Robotic manipulator

A pick and place system for an anthropomorphic arm

Project overview

Problems

Even in a "simple" pick & place application robotic manipulators might need to be responsive to changes in the target object's position.

Considered such a scenario how do we achieve so?

Methods

Synthetic dataset generation;

Object detection and classification;

Object pose estimation;

Robotic kinematics;

ROS architecture designing.

Tools

Python;

C++;

ROS;

Blender;

YOLO;

Gazebo.

Goals

Make a UR5 robotic arm grasp randomly displaced Mega Blocks (big lego like objects) and place them one by one into a specific location according to their class, making the computation of dynamics and the sensorial components work fluently into a ROS environment.

Developed in collaboration with Sergio Brodesco and Dennis Cattoni (2023).

Context

This project was part of the "Introduction to robotics" couse at University of Trento a.y. 2022/2023, on my last year of Bachelor's degree in computer science.

From an accademic perspective the objective was about putting into practice the knowledge acquired during the course into a complex and variegate context which demanded coding, communication and engenieering skills.

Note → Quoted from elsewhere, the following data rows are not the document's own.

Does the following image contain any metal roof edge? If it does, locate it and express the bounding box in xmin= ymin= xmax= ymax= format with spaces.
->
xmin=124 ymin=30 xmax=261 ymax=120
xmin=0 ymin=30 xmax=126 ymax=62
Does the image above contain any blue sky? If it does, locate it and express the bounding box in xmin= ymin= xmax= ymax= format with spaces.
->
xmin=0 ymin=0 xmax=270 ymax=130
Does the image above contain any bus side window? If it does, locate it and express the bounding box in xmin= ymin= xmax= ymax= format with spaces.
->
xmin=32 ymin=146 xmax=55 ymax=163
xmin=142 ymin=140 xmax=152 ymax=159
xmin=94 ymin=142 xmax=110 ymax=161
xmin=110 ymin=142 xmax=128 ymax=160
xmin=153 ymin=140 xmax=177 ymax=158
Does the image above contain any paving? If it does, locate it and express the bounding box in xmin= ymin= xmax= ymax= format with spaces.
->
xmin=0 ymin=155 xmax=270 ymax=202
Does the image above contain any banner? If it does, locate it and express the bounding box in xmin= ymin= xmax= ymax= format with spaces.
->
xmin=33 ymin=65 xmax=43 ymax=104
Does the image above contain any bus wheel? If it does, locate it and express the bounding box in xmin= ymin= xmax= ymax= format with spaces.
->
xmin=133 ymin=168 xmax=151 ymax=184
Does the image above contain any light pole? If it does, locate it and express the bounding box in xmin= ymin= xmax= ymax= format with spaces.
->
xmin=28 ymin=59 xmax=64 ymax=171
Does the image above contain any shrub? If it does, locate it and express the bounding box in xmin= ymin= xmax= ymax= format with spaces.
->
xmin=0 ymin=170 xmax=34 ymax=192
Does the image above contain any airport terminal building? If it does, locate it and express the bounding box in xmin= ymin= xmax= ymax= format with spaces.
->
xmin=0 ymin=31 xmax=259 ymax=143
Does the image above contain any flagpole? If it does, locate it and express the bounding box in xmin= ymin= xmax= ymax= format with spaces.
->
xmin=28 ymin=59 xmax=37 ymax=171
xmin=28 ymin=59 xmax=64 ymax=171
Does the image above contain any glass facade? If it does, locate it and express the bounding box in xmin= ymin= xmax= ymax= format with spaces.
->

Naturally, the accademic context involves as always some constraints. In our case we couldn't use the kinematic function provided by the manipulator's producer, we had instead to re-implement them from scratch, requiring us to understand the mathematical details behind it.

The problem

Robotic matipulators working in assembly line scenarios are generally programmed to perform specific and precise pre-defined sequencies of actions in orther to achieve their goal... But that's not always the case! What if the workspace is non-static and the robot needs to first assess the situation and then act as a consequence? That's the type of sceraio we're dealing with in this project.

We dispose of

UR5 manipulator
ZED2 RGBD camera
a bag of Mega Blocks with the corresponding 11 possible 3d model shapes

The robot must pick all the blocks displaced on a table and move them to a specific location according to the object class.

Addressing the problem

ROS is our backbone frame to develop the blocks which will compose the whole system :

There are basically 3 main nodes handling the majour challenges we need to face :

Image processor : in charge of classifying the objects and estimate their position & rotation in space
Motion processor : in charge of handling the robot's kinematics (trajectory computation, collision detection, ...)
Task planner : intermediate node which instructs the robot given the current environment situation

Computer vision

Nowadays the image classification task is fairly easy one, with deep models such as YOLO capable of performing accurate detection on real time systems. The first problem we're facing is that those models require good, labelled data to perform well. What we decided to do was making use of the 3d models we had to generate our data syntetically inside Blender, which is perhaps the most famous 3d modelling software on the market.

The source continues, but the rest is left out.